Falling supply voltages and rising supply currents are driving the adoption of distributed power architectures (DPAs) in a growing number of applications. In systems that were previously well served by centralized power schemes, evolving supply requirements are forcing a change. At the lower supply voltages and the higher current levels encountered in new designs, voltage drops across the power bus often become unacceptable. Even when conductors can be sized appropriately, parasitics may make it impossible to meet demands for a faster transient response from the supply. More and more, these factors necessitate the use of DPAs.
For designers seeking to implement DPAs, there are various modular power components that simplify power-supply usage at the system level. Packaged ac-dc front ends and dc-dc converters come in standard and nonstandard formats for operation at popular input and output voltage levels. These devices take into account the increasingly high standards being set by current and emerging applications. Vendors who manufacture the modular components face constant pressure from customers who demand smaller, more efficient power solutions at lower cost.
The performance and packaging of board-mounted dc-dc converters significantly impact DPA-powered systems. These factors become even more important as the system's complexity increases. OEMs are looking to pack circuit boards more densely in telecom and datacom equipment.

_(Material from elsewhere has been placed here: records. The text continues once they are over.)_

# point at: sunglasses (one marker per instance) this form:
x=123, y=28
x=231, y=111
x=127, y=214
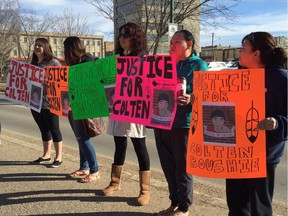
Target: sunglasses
x=125, y=35
x=251, y=36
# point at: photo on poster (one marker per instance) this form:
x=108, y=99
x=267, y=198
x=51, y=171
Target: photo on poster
x=109, y=90
x=219, y=123
x=35, y=97
x=65, y=103
x=163, y=105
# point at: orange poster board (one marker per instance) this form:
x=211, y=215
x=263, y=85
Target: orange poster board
x=56, y=78
x=223, y=142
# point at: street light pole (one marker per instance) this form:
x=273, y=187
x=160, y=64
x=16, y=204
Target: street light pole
x=212, y=56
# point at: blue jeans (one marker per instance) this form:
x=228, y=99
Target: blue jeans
x=87, y=151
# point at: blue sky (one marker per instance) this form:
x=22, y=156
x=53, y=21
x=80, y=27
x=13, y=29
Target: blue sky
x=253, y=15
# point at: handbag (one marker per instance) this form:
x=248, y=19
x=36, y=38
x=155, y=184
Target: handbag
x=94, y=126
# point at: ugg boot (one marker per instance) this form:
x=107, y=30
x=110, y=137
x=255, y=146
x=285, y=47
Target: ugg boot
x=115, y=180
x=144, y=196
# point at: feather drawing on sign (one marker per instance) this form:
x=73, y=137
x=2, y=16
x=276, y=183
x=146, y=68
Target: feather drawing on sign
x=252, y=120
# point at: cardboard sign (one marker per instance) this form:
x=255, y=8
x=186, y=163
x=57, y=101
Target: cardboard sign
x=56, y=78
x=223, y=142
x=145, y=90
x=86, y=85
x=24, y=85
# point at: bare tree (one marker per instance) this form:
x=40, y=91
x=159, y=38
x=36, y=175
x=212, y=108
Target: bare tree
x=32, y=27
x=157, y=14
x=8, y=29
x=70, y=24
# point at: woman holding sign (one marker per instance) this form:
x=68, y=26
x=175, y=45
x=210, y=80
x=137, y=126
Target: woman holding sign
x=47, y=122
x=172, y=144
x=131, y=42
x=254, y=196
x=75, y=53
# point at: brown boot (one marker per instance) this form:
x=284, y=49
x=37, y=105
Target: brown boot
x=144, y=196
x=115, y=180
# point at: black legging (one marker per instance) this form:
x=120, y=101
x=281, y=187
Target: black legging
x=48, y=124
x=139, y=147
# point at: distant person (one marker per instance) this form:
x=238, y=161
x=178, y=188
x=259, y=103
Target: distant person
x=47, y=122
x=88, y=171
x=172, y=144
x=253, y=196
x=131, y=41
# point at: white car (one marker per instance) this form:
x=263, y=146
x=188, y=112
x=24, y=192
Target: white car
x=217, y=66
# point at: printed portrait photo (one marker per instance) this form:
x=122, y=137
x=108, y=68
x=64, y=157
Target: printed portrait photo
x=219, y=124
x=163, y=105
x=35, y=96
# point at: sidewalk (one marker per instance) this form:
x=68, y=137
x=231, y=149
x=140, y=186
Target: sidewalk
x=27, y=189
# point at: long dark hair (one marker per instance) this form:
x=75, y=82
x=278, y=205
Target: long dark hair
x=188, y=37
x=48, y=53
x=270, y=54
x=138, y=39
x=73, y=50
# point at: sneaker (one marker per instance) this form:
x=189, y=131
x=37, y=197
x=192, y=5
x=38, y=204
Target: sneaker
x=41, y=160
x=179, y=213
x=55, y=164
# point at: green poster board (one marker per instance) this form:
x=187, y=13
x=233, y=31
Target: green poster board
x=86, y=83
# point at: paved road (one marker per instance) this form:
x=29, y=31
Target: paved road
x=18, y=118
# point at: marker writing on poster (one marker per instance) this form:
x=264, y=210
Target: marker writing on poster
x=216, y=87
x=210, y=158
x=133, y=73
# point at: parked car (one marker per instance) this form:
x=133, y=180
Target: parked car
x=217, y=66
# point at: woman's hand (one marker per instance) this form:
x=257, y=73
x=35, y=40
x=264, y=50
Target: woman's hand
x=269, y=123
x=184, y=100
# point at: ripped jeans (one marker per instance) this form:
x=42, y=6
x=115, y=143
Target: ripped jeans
x=88, y=160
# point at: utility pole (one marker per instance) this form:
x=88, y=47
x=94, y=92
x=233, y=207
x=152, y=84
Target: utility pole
x=212, y=56
x=171, y=11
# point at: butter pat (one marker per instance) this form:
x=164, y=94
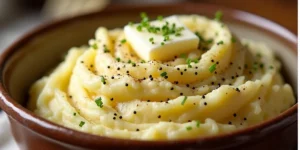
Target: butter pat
x=155, y=46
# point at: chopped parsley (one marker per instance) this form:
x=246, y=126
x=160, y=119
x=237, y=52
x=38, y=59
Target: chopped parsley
x=164, y=74
x=212, y=68
x=103, y=79
x=197, y=123
x=233, y=40
x=123, y=41
x=81, y=123
x=151, y=40
x=218, y=15
x=220, y=42
x=106, y=50
x=160, y=18
x=166, y=29
x=183, y=56
x=99, y=102
x=184, y=99
x=95, y=46
x=189, y=128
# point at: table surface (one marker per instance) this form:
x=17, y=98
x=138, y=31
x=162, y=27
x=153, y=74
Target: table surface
x=283, y=12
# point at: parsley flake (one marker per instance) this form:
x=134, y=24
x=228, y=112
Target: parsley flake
x=184, y=99
x=95, y=46
x=218, y=15
x=164, y=74
x=123, y=41
x=99, y=102
x=212, y=68
x=103, y=79
x=81, y=123
x=189, y=128
x=197, y=123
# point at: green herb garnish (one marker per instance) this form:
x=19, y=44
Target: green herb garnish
x=123, y=41
x=233, y=40
x=212, y=68
x=106, y=50
x=95, y=46
x=189, y=128
x=103, y=79
x=99, y=102
x=218, y=15
x=184, y=99
x=197, y=123
x=183, y=56
x=164, y=74
x=81, y=123
x=160, y=18
x=220, y=42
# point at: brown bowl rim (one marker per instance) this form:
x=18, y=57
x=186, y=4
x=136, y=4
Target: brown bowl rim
x=73, y=137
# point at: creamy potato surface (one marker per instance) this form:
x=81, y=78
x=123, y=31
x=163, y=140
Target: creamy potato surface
x=222, y=85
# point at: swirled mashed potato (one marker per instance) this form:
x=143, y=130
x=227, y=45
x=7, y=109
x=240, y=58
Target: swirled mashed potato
x=106, y=89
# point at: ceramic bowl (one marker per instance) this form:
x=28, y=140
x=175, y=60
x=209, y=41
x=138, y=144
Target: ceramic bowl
x=30, y=57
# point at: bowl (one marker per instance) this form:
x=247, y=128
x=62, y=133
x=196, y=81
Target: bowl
x=35, y=53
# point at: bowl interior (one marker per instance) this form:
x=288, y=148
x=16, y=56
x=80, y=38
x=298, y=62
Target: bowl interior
x=36, y=54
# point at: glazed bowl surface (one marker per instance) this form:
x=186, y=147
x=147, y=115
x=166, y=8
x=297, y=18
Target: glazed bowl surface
x=38, y=51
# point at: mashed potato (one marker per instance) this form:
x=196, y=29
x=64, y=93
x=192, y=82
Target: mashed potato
x=106, y=89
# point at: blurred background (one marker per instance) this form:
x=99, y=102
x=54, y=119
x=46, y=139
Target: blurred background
x=19, y=16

Therefore, they're pushing power-supply vendors to lower the overall package height on board-mounted dc-dc converters.
One way to cut package height is to dispose of the heatsink. Many of the power converters now arriving on the scene have eliminated the extra metal. In many cases, this was done by switching from Schottky diode rectification to the more efficient synchronous rectification with MOSFETs.
They've improved efficiency even further by taking advantage of better MOSFET performance. Each new generation of MOSFETs offers enhanced on-resistance and gate charge characteristics, among other specifications. Some of these transistors have even been optimized for use in specific dc-dc converter applications. Smarter switching controllers and better power-management schemes have helped too.
Smaller ICs and discrete components have also contributed to the shrinking of converter packaging. Still, in many of the newer converter designs, thermal management has been the key to downsizing the package and losing the bulky heatsink.
After reading the latest converter specifications (see the table part 1, 2 and 3), designers may wonder whether the numbers reflect real-world performance or if power-supply developers are figuratively blowing smoke. In some cases, they're doing so literally, using wind-tunnel tests to optimize their physical designs and make the most of forced-air cooling.
Mounting Also A Factor
Power-supply vendors are battling it out to produce power converters with higher levels of output power in small form factors. Package size is not the sole focus, however. Suppliers are also migrating to surface-mountable packaging to lower manufacturing costs for their OEM customers. OEMs want to eliminate the extra processing steps required to assemble a through-hole power converter onto an otherwise all-surface-mount board.
Meanwhile, manufacturers of dc-dc converters are also addressing demands for greater reliability and the need to guarantee full output power over the application's temperature range. Besides boosting single-unit performance, suppliers are also recognizing the necessity for paralleling multiple units. Doing so enables higher output powers and fault tolerance. As a result, features such as current sharing, power-on sequencing, and N+1 redundancy are being incorporated into many models. Such functions make for a more seamless connection of units, simplifying control of operations and preventing operating glitches.
Some of the newly developed products offer faster transient response—a feature sought most aggressively by the microprocessor world. Moreover, work done for the motherboard in creating voltage-regulator modules (VRMs) has influenced the development of dc-dc converters in other ways. Consequently, converters with digitally programmable outputs are competing with the traditional fixed-output types. Of course, DPAs aren't just about dc-dc converters. Innovations in front-end ac-dc converters and front-end filters are also making the task of building DPA systems easier.
The issue of power efficiency is inextricably linked with available output power, package size and weight, mounting and air-flow requirements, reliability, and cost. Raising power-conversion efficiency means more available power for a given-size package and greater reliability due to reduced component heating. In addition, it minimizes the need for forced-air cooling and allows the front-end ac-dc converter to be downsized. Furthermore, if the reduction in power dissipation is sufficient, enhanced efficiency can eliminate the need for an external heatsink altogether. At the same time, construction of the dc-dc converter is greatly simplified.
SynQor's PowerQor Tera product series is an example of this. Replacing Schottkys with synchronous rectifiers raises efficiency levels to the point where the heatsink can be eliminated and an open-frame construction can be used (see the graph). As a result, the converter's potting material, casing, and metal baseplate are no longer necessary. The recently introduced half-brick version of PowerQor delivers 165 W at 3.3 V (or 60 A at voltages of 2.5 V and below), and yet stands only 0.4 in. high.
Low-profile packaging is a major concern for developers of space-critical, card-based systems. A potted converter with heatsink is likely to be the tallest component on the board. So it will dictate the minimum spacing between cards—and the number of cards that can be packed onto a backplane. According to Marty Schlecht, CEO of SynQor, some customers in the telecom/datacom markets want the total height of the converter with a heatsink to be no more than 0.7 in.
As indicated by some of the converters listed in the table, manufacturers are responding to the need for low package heights. A product introduced last fall, Lucent's JAHW/JAHC series of 50- to 100-W half bricks, offers a 0.4-in. package height. (For more information, visit www.lucent.com/networks/power/100wjhcjhw.html.) Due out later this year, PowerCube's QED series of 0.5-in. tall half-brick converters promises to deliver 150 W with air cooling.